Calculating the Average Minimum Length of Random Numbers From 0 - 1 that Adds up to Greater Than 1

Question 1

My Computer Science teacher gave us a task to calculate the average after one billion trials.

His exact assignment was this:

Consider generating a sequence of random numbers on the interval [0, 1) perhaps using Math.random() in a loop and adding them together. How many numbers would you expect to generate in such a sequence before the sum exceeds 1.0 ? (i.e. probability)

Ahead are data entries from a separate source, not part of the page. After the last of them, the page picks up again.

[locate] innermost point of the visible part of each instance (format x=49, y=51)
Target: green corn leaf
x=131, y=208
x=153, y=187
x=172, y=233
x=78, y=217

Write a program that simulates these trials a billion times and calculates the average length of the sequences. This is a neat exercise in nested loops.

Examples:

0.449 0.814

length of sequence: 2

0.167 0.138 0.028 0.934

length of sequence: 4

0.640 0.258 0.417

length of sequence: 3

0.911 0.212

length of sequence: 2

Average of the four lengths is 11/4 ≈ 2.75

What is the average of one billion random sequences?

My code was this:

import random
def genSequence():
 storenums = 0
 numTrials = 1000000000
 for x in range(0,numTrials):
 numberOfAttempts = 0
 getToOne = 0 
 while (getToOne < 1): #keeps on generating random numbers and adding it to getToOne until it reaches 1 or is over 1
 getToOne += random.random()
 numberOfAttempts += 1
 storenums = storenums + numberOfAttempts
 #print (x)
 #print(storenums)
 calculateAverage(storenums,numTrials)
def calculateAverage(num,den):
 average = num/den
 print(average)
genSequence()

*Note: I am using repl.it to run my code so there is no main.

The problem with my code is that it can't reach 1 billion trials and stops working at around 227,035. I'm pretty sure this is a memory issue but I don't know how to fix this. What can I do so that it actually completes the billion trials and preferably not in an egregiously long amount of time.

EDIT: My teacher the result should be e, but that isn't the point as I just need to write the code. Getting e just means I did it right.

Question 2

If I rewrite genSequence so that it takes numTrials as an argument, then I get the following timing in CPython:

Python 3.6.4 (default, Dec 21 2017, 20:33:21) 
>>> from timeit import timeit
>>> timeit(lambda:genSequence(10**8), number=1)
2.71825759
62.77562193598715

Based on this, it would take about 10 minutes to compute genSequence(10**9). Possibly you just didn't wait long enough.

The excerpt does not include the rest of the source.